Though her name is solemnly mentioned, Kathryn Johnston Massar’s impact on modern society has had a profound effect on young ladies everywhere. Since its creation, little league baseball was a game exclusively for boys. Things changed in 1950 when one girl refused to be left out of the game.
It was all a matter of fairness for Kathryn. She had spent much of younger life playing baseball with her brother at the local sandlot and it was heartbreaking for her when she had to sit and watch him try out for the Knights of Columbus League without her. She recalls sitting at the kitchen table and weeping uncontrollably. It just wasn’t fair that she couldn’t play. It was an idea hatched up by her mother that actually got her onto the baseball diamond.

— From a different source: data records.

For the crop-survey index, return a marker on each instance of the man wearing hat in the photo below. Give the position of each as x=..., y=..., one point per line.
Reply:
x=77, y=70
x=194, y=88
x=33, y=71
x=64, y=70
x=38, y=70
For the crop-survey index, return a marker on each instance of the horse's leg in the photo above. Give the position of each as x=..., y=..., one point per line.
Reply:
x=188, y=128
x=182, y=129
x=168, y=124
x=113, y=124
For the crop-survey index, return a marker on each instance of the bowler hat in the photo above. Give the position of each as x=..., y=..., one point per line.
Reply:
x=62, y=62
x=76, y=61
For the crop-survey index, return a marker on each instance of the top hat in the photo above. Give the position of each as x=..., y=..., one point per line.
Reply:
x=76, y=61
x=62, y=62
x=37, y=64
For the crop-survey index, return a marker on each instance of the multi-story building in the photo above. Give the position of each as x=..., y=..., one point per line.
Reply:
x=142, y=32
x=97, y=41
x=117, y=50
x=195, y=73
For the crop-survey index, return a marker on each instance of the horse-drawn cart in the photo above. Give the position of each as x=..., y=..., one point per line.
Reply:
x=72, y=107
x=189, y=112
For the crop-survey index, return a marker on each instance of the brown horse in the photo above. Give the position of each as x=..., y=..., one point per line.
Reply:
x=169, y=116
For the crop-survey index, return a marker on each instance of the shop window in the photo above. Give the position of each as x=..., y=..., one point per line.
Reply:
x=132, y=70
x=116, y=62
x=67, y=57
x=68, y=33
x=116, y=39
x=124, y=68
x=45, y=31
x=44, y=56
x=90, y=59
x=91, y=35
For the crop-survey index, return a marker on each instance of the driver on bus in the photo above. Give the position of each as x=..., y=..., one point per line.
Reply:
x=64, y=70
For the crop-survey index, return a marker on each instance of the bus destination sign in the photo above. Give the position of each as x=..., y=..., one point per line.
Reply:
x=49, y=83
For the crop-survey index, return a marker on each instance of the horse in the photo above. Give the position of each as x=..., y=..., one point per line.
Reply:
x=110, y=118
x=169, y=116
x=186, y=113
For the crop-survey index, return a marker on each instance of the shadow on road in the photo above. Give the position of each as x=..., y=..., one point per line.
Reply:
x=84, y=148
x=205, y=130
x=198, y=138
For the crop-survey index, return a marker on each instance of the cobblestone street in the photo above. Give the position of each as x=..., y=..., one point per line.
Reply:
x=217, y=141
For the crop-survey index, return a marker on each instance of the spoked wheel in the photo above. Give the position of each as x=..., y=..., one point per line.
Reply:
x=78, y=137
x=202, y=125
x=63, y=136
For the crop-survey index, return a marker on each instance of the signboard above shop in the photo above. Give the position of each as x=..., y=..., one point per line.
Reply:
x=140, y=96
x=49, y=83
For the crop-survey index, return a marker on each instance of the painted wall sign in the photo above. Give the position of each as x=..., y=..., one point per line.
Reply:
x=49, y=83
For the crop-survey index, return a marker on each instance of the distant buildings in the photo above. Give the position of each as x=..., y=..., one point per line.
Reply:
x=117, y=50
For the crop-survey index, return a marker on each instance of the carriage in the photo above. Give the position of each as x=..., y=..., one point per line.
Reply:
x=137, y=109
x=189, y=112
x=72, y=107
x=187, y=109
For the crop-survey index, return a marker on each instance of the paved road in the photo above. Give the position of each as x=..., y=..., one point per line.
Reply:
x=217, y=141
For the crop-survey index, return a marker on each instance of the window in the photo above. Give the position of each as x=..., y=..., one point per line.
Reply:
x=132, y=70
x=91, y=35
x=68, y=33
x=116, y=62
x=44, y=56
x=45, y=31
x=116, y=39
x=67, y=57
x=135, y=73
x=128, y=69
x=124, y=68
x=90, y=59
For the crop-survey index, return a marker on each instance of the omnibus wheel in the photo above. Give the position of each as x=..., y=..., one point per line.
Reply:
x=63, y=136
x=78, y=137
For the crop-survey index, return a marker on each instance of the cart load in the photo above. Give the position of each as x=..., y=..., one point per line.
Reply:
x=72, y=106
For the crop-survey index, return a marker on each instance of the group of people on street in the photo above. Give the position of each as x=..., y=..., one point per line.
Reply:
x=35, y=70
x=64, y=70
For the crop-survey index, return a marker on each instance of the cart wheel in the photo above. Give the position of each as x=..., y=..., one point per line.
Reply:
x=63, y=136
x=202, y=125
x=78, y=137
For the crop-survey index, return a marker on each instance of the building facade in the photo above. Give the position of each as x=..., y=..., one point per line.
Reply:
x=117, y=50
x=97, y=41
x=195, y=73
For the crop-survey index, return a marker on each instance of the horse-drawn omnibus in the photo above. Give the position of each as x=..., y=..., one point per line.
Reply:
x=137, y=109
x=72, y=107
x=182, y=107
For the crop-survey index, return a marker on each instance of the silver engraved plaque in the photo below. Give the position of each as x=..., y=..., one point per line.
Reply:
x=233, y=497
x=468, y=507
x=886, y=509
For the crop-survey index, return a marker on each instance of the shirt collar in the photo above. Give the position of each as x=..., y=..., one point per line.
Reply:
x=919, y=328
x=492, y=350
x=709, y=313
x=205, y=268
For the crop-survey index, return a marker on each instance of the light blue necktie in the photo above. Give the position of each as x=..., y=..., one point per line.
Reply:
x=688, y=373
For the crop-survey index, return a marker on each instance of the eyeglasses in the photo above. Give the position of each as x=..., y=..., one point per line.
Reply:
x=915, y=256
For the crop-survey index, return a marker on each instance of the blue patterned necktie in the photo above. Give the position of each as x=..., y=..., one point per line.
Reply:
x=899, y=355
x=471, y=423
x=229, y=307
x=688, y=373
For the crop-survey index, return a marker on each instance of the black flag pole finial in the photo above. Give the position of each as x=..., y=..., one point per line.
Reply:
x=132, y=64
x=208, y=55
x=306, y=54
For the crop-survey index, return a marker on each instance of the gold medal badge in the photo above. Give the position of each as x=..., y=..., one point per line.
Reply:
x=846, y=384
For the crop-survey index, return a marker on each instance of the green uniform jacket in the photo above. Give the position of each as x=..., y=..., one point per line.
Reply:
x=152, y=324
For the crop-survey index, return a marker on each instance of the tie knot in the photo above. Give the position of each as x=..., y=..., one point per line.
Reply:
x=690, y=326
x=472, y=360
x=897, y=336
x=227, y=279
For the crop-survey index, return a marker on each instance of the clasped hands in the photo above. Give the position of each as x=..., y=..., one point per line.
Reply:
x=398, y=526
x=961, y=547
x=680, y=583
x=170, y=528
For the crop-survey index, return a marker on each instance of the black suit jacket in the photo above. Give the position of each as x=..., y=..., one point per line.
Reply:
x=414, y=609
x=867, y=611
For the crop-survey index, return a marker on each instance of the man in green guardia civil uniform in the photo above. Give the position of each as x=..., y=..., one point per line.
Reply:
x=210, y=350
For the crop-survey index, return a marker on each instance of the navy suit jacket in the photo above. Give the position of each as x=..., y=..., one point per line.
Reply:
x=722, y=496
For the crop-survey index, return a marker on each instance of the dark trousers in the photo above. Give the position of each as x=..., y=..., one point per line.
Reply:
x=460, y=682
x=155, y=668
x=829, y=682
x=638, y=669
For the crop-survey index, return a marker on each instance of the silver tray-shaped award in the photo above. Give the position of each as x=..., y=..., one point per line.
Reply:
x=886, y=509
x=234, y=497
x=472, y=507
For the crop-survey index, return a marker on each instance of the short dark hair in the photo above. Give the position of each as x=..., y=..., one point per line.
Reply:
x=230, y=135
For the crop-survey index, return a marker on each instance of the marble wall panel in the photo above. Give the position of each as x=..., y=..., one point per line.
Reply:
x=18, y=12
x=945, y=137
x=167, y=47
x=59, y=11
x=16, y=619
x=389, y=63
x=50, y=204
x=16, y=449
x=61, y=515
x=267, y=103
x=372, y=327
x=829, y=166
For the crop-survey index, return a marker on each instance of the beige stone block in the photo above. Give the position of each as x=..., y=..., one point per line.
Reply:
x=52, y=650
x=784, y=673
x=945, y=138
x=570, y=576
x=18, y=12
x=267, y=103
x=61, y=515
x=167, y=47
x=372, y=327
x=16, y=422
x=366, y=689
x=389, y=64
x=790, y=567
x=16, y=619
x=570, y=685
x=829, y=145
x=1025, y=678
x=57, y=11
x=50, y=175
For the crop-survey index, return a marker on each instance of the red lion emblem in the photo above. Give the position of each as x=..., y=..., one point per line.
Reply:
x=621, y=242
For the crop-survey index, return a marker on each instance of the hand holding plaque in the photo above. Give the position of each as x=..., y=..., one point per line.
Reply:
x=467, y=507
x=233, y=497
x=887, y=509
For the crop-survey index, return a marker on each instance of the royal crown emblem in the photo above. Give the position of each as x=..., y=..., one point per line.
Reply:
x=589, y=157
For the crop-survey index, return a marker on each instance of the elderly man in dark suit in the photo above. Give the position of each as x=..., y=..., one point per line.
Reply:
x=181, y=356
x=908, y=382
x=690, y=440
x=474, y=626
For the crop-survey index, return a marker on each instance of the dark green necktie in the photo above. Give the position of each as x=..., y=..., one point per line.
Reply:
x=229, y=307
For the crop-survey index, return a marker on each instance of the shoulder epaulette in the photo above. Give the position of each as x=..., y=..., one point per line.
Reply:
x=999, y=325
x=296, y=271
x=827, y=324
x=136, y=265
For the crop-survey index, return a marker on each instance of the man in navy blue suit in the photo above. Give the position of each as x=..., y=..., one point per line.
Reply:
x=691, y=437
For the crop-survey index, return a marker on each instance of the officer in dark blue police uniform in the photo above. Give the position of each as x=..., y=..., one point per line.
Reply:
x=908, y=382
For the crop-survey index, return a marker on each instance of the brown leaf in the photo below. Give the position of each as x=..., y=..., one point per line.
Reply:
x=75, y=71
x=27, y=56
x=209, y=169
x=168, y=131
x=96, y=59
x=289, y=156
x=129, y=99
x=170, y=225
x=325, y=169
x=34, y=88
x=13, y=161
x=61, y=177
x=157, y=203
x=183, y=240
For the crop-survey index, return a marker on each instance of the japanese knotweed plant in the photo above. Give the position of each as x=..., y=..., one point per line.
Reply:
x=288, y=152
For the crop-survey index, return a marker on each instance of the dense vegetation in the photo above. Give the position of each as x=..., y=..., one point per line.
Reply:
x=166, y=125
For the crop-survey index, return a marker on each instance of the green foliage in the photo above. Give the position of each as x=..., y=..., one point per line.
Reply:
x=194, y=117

She’d put on her brother’s baseball cap, call herself tubby after her favorite comic book character and hide her female identity from the coach. She went through three tryouts without letting her identity slip. She had all the odds against her on the field. Being a lefty and only having her brother’s right-hand glove, Kathryn had to constantly take on and take off the glove between pitches and catches.
Once she made the team she came clean to her coach. Despite the shock, she was a good player and he was happy to have her on the team. Katheryn played hard for one season. Despite taking abuse from fellow team members and people in the audience, she stayed quiet with the hopes of staying on the team.
After the season her father was called into a little league meeting where it was announced that girls were banned from participating in the little league. She never played again. Yet things changed again in 1974 when Maria Pepe won a lawsuit she filed against the league that allowed girls to play.
Since then, over fifteen girls have been in the little league world series. Since 1974, Kathryn Johnston Massar has been invited to throw the first pitch at over a dozen little league world series games.